Roads across Dorset were closed following a night of strong winds and rain.

Winds up to 60mph hit the county on Wednesday, with the Met Office yellow weather warning for Storm Eleanor continuing until 7pm.

Wind speeds hit 63mph in Bournemouth at 4am this morning, the Met Office recorded.

The A351 Sandford Road was closed by police over fears for public safety after an electricity pylon was damaged.

Engineers from SSE are currently repairing the damage.

These roads were also affected by fallen trees:

  • Sopers Lane in Christchurch will remain closed until "further notice" after a building became unsafe following a fallen tree, Travel Dorset said at 1.50pm today.
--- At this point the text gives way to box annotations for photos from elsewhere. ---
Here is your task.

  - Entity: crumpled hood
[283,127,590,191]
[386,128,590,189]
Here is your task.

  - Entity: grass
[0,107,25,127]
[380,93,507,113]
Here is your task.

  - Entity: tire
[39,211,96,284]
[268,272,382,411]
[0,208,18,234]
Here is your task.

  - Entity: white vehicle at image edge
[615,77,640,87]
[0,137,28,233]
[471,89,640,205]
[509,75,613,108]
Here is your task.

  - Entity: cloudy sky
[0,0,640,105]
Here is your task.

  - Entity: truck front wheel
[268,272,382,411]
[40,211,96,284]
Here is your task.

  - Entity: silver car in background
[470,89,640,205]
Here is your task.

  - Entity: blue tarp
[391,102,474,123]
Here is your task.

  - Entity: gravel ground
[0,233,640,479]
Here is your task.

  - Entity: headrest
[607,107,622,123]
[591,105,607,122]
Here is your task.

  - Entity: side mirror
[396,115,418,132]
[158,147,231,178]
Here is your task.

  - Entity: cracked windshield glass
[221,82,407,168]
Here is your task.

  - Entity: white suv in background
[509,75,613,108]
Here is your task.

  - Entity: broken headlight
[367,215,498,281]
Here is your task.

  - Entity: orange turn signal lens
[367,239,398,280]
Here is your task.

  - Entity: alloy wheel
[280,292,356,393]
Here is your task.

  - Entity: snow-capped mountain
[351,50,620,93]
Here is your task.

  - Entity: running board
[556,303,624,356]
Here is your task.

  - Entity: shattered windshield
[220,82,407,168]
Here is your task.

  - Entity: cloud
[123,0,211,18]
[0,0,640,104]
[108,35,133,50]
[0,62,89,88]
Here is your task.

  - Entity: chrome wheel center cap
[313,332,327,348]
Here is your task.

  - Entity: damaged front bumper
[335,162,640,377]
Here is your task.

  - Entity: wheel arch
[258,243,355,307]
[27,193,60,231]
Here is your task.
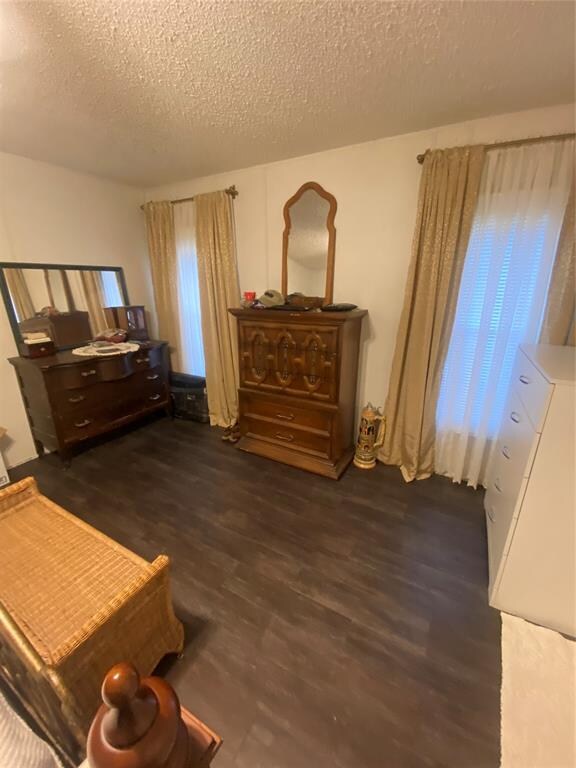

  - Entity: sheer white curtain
[435,140,574,487]
[100,270,124,307]
[174,201,206,376]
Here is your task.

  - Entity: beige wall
[0,154,152,466]
[0,105,574,465]
[146,105,574,420]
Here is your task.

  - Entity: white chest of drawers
[484,345,576,636]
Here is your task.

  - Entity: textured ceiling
[0,0,574,185]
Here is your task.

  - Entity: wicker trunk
[0,478,183,762]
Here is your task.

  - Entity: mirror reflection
[287,189,330,296]
[2,266,127,341]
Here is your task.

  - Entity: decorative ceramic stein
[354,403,386,469]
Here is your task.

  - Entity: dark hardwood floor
[11,419,500,768]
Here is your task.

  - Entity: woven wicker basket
[0,478,184,763]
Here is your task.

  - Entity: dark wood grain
[9,341,170,463]
[12,419,500,768]
[229,309,367,480]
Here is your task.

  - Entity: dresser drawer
[240,416,330,458]
[133,365,166,386]
[511,349,554,432]
[132,347,163,371]
[240,391,333,435]
[48,360,99,392]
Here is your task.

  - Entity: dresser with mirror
[230,182,367,479]
[0,262,170,464]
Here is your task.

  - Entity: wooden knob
[102,662,158,749]
[102,662,140,709]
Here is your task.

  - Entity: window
[174,201,206,376]
[435,141,574,486]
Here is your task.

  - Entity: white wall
[0,153,152,466]
[146,105,574,416]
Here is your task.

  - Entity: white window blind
[174,201,206,376]
[436,141,574,486]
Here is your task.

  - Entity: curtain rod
[416,133,576,165]
[140,184,238,209]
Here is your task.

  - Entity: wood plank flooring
[11,419,500,768]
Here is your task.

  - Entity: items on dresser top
[484,345,576,636]
[0,262,130,354]
[229,309,367,479]
[19,311,92,348]
[72,341,140,357]
[10,341,171,461]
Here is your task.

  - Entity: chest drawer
[511,349,554,432]
[240,390,334,434]
[490,389,540,494]
[240,416,330,458]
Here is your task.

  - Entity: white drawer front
[484,478,528,589]
[511,349,554,432]
[490,390,540,496]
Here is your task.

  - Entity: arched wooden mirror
[282,181,337,306]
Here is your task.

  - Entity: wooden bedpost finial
[87,663,222,768]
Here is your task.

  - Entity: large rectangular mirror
[0,262,129,349]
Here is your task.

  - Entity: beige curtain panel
[540,184,576,347]
[194,192,240,427]
[144,201,182,371]
[80,269,106,336]
[378,146,485,481]
[4,269,34,323]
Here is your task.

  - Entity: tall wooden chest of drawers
[484,345,576,635]
[230,309,366,479]
[10,341,170,461]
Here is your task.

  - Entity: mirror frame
[282,181,338,306]
[0,261,130,351]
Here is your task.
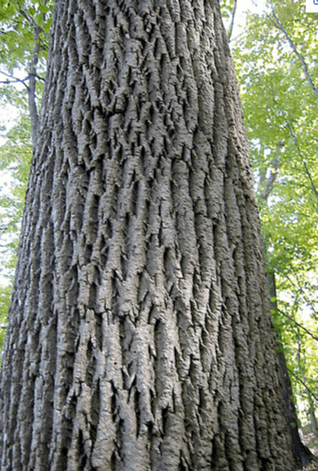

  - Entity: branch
[287,367,318,402]
[277,309,318,341]
[18,4,50,38]
[0,71,29,89]
[228,0,237,42]
[269,1,318,100]
[286,121,318,203]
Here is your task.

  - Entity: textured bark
[267,272,314,467]
[1,0,293,471]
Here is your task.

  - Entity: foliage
[232,0,318,428]
[0,0,318,428]
[0,0,53,354]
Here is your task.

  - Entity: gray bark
[267,272,314,467]
[0,0,294,471]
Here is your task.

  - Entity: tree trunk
[1,0,294,471]
[267,272,314,466]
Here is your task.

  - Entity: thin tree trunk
[297,339,318,439]
[0,0,294,471]
[268,272,313,466]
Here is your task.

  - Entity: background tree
[232,0,318,440]
[1,0,293,471]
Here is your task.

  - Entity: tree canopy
[0,0,318,442]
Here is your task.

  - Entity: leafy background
[0,0,318,450]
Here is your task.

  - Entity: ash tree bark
[0,0,293,471]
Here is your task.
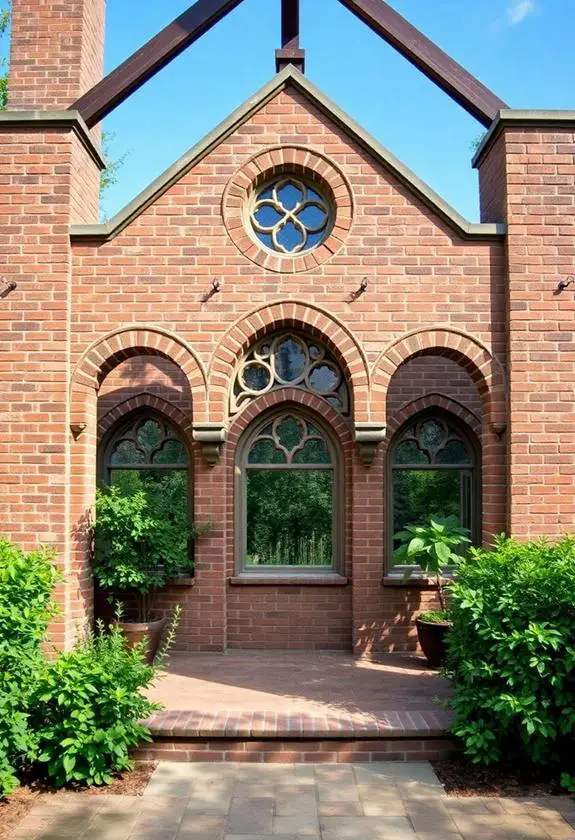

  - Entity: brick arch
[386,393,481,442]
[372,326,507,430]
[208,300,370,423]
[98,391,192,440]
[71,324,207,421]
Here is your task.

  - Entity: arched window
[387,411,480,571]
[230,332,350,415]
[100,411,192,569]
[237,408,343,573]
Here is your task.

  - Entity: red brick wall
[480,125,575,538]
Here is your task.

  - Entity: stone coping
[144,709,451,739]
[471,108,575,169]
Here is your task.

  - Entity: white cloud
[507,0,535,26]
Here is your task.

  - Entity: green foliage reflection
[246,470,333,566]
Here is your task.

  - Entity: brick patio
[139,651,451,761]
[10,762,575,840]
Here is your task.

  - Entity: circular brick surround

A diversion will be put in place. 
  • Iford Lane in Tuckton.
  • The A35, just east of Bere Regis is also blocked by a fallen tree near Sugar Hill. Police are directing traffic.
  • Hintonwood Lane in Highcliffe is also closed due to a fallen tree.
  • There is debris on the A350 at Shaftesbury as well.
  • Charminster Road in Bournemouth both ways partially blocked due to fallen tree at A3049 Alma Road.
  • A fallen tree has brought down power lines between the A37 Grimstone and Roman Road in Winterbourne Abbas. 
  • Glengarry Way in Christchurch is partially blocked due to a fallen tree. 
  • Burton Road is partially blocked due to a fallen tree. 
  • The A351 Sandford Road is partially blocked due to a fallen tree near Organford. 
  • Castle Farm Road - tree blocking the road

Flood alerts are in place for Christchurch Harbour and the east coast of Dorset as well as Poole Harbour this morning at high tide.

This is around 10am this morning and will remain in place for two hours afterwards, the Environment Agency said.

A Met Office spokesperson said: “Storm Eleanor is now over the North Sea and will continue to move slowly away eastwards through today.

"Although winds are not expected to be as strong as Tuesday evening and last night it has left a swath of strong winds in its wake.

"Gusts on Wednesday morning are expected to reach 45 to 50 mph in places inland while along the coasts gusts as high as 65 mph are likely.

"Winds will slowly ease from the west through the day although a second peak in winds speeds is expected across Northern Ireland for a time during the mid to late afternoon."

A spokesperson for Condor Ferries said: "With wind speeds of up to 70mph and wave heights above seven metres, the company cancelled four sailings and placed other departures under review.

"For Wednesday, 03 January, all fast ferry sailings have been cancelled from the UK and France and Clipper’s departure from Portsmouth is being delayed until the wind speeds moderate to permit berthing in the Channel Islands.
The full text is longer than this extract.